A los pro-SAP les interesa esta acusación. Acusar de indefensión es lo que interesa a las asociaciones machistas de padres porque significa invisibilizar al hombre, y proyectar toda la culpa en la mujer. Muchos psicólogos patristas, te enchufan este diagnóstico para decir que somos nosotras las hipersensibles, inútiles, pasivas, irritables, incapaces de resolver problemas, gestionar el día a día, tomar decisiones, por eso pueden quitar la custodia, la quitan y se la dan al maltratador. Les interesa decir que tenemos problemas cognitivos es decir somos nosotras las que tenemos problemas para percibir la realidad, la distorsionamos, tenemos que aprender a cambiar la perspectiva, porque lo real es que somos inútiles y débiles y ellos están integrados en la sociedad, ganan dinero, las aisladas y depresivas somos nosotras, y la realidad es que no nos hacen nada y es solo nuestra percepción distorsionada. Precisamente este terror que también lo tienen los hijos, es el terreno donde crece la acusación de SAP. Se nos acusa de percibir erróneamente, y trasladar esta vision distorsionada de la realidad a los hijos, que sin haber pasado nada, rechazan al padre.

Cualquier psicólogo no te puede ayudar. Cautela, pues. Existe una insensibilidad social ante la violencia de género, porque gran parte de la sociedad es del temperamento buey, apoya lo establecido, las normas, la tradición, sin cuestionarlas. No en vano, como decía Hanna Arendt, en La banalidad del mal, el hombre corriente al servicio del ego colectivo es responsable de los crímenes contra la humanidad, a lo largo de la historia. En el caso de la violencia de género, si se ahondara en las causas profundas se encontraría uno con el patriarcado y la desigualdad, y cuestionar el estatus quo causa desasosiego e inquietud, de manera que, se intenta esconder desviando la atención a la marginalidad: ocurre la violencia contra las mujeres por ciertas ellas y ciertos ellos.

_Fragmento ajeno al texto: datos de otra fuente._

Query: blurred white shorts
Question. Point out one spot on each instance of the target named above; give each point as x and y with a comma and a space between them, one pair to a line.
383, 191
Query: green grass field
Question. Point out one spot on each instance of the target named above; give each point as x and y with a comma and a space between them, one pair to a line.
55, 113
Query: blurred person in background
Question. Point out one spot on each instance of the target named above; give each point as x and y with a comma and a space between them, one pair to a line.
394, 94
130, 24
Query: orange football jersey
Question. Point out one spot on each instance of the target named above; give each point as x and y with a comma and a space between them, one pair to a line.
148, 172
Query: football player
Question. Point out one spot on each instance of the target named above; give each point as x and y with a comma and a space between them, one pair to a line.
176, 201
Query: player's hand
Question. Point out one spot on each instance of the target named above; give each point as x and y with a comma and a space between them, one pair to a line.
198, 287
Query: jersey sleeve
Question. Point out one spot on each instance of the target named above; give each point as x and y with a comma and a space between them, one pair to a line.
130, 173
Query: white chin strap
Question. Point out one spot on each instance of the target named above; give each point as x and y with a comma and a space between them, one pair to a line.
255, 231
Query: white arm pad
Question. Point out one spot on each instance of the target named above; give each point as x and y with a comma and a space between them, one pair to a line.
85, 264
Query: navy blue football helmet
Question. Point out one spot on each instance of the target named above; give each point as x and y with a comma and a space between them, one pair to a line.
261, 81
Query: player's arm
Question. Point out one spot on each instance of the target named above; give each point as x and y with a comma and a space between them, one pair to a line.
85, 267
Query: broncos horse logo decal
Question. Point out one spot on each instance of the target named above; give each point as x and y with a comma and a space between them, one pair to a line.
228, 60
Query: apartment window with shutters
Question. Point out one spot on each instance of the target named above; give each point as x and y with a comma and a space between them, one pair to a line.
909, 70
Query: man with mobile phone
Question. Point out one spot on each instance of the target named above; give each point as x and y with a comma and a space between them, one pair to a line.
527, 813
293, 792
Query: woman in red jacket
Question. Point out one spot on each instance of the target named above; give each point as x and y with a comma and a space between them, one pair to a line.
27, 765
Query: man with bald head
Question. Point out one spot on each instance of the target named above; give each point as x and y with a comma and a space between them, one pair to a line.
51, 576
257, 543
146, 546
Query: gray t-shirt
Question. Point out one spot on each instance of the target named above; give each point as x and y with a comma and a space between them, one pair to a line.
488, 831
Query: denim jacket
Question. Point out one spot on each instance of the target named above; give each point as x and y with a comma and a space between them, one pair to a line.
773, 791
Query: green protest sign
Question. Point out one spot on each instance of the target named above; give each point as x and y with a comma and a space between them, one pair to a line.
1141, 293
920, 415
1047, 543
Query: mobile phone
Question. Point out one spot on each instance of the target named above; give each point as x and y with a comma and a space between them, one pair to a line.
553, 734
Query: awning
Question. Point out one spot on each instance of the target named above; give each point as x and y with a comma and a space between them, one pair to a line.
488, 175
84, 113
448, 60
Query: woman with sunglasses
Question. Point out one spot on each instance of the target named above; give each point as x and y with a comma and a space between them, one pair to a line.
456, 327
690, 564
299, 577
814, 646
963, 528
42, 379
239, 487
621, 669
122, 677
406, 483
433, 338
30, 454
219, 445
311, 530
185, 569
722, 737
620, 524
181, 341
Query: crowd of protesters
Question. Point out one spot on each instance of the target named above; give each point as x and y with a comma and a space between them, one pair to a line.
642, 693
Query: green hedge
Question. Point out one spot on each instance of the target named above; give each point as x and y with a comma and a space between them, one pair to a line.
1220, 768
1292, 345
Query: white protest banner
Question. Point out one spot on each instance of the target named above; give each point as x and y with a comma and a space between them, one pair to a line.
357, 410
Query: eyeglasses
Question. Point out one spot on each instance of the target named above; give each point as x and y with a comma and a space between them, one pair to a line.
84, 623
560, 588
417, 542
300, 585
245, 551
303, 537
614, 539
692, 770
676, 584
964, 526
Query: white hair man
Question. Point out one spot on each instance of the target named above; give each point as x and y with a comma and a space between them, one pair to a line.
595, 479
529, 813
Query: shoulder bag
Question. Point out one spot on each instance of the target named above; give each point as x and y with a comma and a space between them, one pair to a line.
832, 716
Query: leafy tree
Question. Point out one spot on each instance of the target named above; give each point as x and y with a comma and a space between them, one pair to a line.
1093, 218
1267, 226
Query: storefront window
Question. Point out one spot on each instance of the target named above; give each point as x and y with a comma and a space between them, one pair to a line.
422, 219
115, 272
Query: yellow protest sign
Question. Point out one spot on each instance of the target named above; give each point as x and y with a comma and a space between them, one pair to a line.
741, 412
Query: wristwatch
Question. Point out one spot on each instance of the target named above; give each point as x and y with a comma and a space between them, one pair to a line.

Decir que la indefensión aprendida es la causa por la que una mujer sufre la violencia, para mí, es seguir la línea patriarcal y no la comparto, porque significa pasar por alto la desigualdad, la discriminación, o que la pobreza tiene rostro de mujer,

Decir que la indefensión aprendida es la consecuencia de la violencia, tampoco lo comparto, es como decir, que se queda dentro de la relación abusiva por pasividad, o inacción, o incapacidad de solucionar problemas y no porque no tenga a donde ir, o medios económicos para mantener a los hijos o para pagar a un letrado o a un perito cuando sabemos la situación de riesgo social de muchas familias monomarentales o como dice Ana María Pérez del Campo, que Las juezas y los jueces, salvo excepciones, al aplicar la Ley inciden en el equívoco del prejuicio cuestionando la veracidad de las mujeres, cuando se atreven a denunciar, sin tener en cuenta las secuelas de la pérdida de identidad total o parcial a causa de la violencia sufrida, ni entender ni aceptar las actitudes de la víctima a presencia judicial, sin comprender el bloqueo emocional de una mujer maltratada, producido a causa del miedo insuperable o por sentimientos de culpa o vergüenza inculcados por el agresor para mantenerla sometida bajo su dominio. Las víctimas son cuestionadas siempre por su carencia de valor, por su indecisión, mientras los agresores gozan de un plus de poder y credibilidad.

En fin, he escrito este artículo con el ánimo de aportar luz a otras mujeres en su camino a la libertad.